Jeunet (Amelie, Delicatessen, A Very Long Engagement), once again, brings us a picture that features his usual off-kilter view of humanity. You cannot deny that the man has a unique and peculiar vision, choosing to represent characters that speak to him as a creative conduit, allowing his huge imagination to freefall wherever and everywhere. The film, an adaptation of Reif Larson’s The Selected Works of T.S. Spivet, centres around the life a young but brilliant boy, his creation of a perpetual motion wheel and his unique train journey alone to collect the Baird Award from the Smithsonian Institute, who at the time of offering him the prize, have no idea that he is only ten years old.
Son of a cowboy father, an entomologist mother and raised on a Montana farm, the often quizzical young boy, not showing any proficiency for hunting, grappling any other skill required of a cowboy-in-training has been left to his own devices quite a bit in his time, where his imagination runs riot and it is not a time he believes should be wasted. Inspired by a lecture to search for the answer to perpetual motion, he takes up the challenge with miraculous results.
When the call comes to honour T.S .Spivet for his achievement in science, the Institute assumes it is his father that is responsible, a falsehood that T.S. himself agrees is the case as he is speaking to the Institiute on the telephone at the time. He desperately wants to go to receive his award, but he’s only ten, and he hasn’t even told his parents that he has won. His father would not be proud of his scientific feats, T.S. believes, as ever since the accidental death of his twin brother, he believes his father blames him for the loss of his other son, Layton, the boy that clearly was the object if his father’s real affections.

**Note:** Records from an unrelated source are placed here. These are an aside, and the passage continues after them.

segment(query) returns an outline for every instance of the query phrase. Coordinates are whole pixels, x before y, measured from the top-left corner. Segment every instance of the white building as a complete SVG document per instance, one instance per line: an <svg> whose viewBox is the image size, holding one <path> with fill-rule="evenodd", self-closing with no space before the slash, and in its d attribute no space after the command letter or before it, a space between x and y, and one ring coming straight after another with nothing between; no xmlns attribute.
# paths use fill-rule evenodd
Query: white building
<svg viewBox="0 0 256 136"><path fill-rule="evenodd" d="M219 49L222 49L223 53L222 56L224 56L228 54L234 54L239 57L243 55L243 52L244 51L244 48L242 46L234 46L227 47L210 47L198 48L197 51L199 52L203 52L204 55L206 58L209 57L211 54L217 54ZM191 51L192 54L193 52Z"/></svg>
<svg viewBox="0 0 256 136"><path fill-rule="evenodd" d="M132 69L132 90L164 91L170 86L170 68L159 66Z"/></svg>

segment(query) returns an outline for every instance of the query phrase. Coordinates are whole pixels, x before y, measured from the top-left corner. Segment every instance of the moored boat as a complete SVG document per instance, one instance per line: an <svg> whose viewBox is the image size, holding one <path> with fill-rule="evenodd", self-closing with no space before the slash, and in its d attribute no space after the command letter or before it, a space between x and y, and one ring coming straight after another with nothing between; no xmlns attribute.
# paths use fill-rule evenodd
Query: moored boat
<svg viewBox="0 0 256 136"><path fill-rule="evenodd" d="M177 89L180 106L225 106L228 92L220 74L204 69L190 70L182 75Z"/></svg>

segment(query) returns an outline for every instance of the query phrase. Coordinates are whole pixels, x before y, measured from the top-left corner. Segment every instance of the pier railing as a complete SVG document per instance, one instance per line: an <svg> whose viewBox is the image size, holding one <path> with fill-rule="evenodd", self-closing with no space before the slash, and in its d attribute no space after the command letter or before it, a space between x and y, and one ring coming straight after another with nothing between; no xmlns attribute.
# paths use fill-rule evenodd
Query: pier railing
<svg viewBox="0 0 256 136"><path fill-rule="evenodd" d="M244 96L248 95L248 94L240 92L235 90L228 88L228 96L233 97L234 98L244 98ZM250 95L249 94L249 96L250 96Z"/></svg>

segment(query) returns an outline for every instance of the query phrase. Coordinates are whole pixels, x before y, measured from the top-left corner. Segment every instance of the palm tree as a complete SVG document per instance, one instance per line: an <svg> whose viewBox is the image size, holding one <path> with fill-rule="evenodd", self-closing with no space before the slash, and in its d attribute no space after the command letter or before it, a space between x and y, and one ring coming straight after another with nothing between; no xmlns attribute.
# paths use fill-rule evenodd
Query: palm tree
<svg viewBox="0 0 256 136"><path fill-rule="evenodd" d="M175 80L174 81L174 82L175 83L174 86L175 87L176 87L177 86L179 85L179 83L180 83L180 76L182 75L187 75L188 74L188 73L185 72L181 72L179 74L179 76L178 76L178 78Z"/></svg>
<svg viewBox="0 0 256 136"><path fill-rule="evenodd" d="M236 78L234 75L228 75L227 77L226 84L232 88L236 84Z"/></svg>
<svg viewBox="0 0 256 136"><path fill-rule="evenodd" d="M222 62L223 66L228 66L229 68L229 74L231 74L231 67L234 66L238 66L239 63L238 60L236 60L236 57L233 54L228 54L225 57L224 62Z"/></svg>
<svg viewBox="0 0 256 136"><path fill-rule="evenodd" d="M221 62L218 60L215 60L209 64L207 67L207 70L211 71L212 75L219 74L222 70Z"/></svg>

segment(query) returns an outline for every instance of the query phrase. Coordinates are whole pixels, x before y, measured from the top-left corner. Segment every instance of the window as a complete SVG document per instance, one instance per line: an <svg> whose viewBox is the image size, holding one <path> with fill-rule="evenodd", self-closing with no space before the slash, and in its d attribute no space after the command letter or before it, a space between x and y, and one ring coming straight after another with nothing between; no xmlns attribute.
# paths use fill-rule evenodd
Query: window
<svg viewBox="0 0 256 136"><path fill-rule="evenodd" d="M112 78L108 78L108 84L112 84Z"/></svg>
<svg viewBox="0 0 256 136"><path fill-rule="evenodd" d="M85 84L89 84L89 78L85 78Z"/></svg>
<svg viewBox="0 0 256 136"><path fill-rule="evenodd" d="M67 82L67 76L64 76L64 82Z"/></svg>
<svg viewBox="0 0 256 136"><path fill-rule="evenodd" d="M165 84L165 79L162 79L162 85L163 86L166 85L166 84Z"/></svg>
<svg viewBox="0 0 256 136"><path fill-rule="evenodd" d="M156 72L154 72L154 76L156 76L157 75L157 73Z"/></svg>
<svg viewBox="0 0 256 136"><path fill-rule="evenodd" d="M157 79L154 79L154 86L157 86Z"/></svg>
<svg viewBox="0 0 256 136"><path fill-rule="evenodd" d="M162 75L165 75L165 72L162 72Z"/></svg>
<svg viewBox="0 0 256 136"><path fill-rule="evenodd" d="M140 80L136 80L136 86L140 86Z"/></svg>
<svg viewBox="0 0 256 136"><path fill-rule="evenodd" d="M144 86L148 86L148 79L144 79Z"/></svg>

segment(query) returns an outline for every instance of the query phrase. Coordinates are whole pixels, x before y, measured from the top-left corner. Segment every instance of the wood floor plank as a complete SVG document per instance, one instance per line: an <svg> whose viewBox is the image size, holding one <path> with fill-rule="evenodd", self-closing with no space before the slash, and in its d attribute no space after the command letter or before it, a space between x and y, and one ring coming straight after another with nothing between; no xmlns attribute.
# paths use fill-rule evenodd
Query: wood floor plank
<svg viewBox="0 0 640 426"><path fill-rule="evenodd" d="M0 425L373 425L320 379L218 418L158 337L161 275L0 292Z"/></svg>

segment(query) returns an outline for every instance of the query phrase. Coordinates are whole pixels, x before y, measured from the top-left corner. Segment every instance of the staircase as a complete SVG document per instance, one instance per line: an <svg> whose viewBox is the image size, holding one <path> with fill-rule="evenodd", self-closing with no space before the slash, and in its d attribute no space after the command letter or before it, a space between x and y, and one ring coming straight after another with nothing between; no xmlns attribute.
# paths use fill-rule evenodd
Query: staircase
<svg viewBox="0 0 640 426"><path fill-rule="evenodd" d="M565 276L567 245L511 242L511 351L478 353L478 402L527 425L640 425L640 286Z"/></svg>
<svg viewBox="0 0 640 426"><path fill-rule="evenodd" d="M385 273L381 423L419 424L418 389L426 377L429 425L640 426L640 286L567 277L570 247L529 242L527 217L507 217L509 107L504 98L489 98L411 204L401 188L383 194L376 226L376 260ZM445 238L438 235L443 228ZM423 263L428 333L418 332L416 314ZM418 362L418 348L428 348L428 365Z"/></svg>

And so T.S. packs a bag in the middle of the night and heads for the freight train that he knows will pass near his house, just like clockwork, at the same time every early morning. And so his adventure begins.
Narrated by T.S., we are drawn effortlessly into his ordinary world. A distant father, a pre-occupied mother and the one remaining spouse, a teenage sister that hates her life in the middle of nowhere almost as much as T.S. despairs of his own. This gifted but unrecognised child, lost in his own world of regret at the death of his brother and the sadness at his invisibility to those around him becomes more and more closed off as time passes, only really finding any kind of life in his focused goal of achieving a scientific breakthrough.
Naturally, these characters are both extremely well realised and individually unique and immersive, given the opportunity to dwell with each them for a while. The writing is brilliantly effervescent, breathing hearty gulps of life into characters that could easily have been boring and pedestrian in other hands. The cinematography, as you would expect for a Jeunet project, is sumptuous and even overpowers the narrative on occasion, but it is so glorious that you can easily become lost in the characters surroundings with some stunning attention to detail, in examples like the fathers’ study, where you simply know that every knick-knack has a back-story of its own.
Again, true to form, Jeunet does throw the odd spanner in the works, be it an unexpected animation or two, but this compliments the film well and never feels out of place with the often dream-like setting that these characters have been placed, often making the audience feel gladly out of time.
The acting is mostly brilliant, but this is a heavy burden for one so young to cope with and whilst Catlett does some outstanding work at times, you do sometimes find yourself checking the reality quotient when he is asked to handle some of the more meatier moments that would require an acting talent of years greater than his own. On the whole, however, his performance is often just as impressive as the invention his character has created.
Altogether, a beautiful, elegant and delightful piece of film-making that will often have you enraptured by the simple story, with a signature feel of Jeunet that proves, yet again, what an imaginative luminary he indeed is. Go get lost with T.S. for a couple of hours, and you will be a better human being for it, I guarantee it.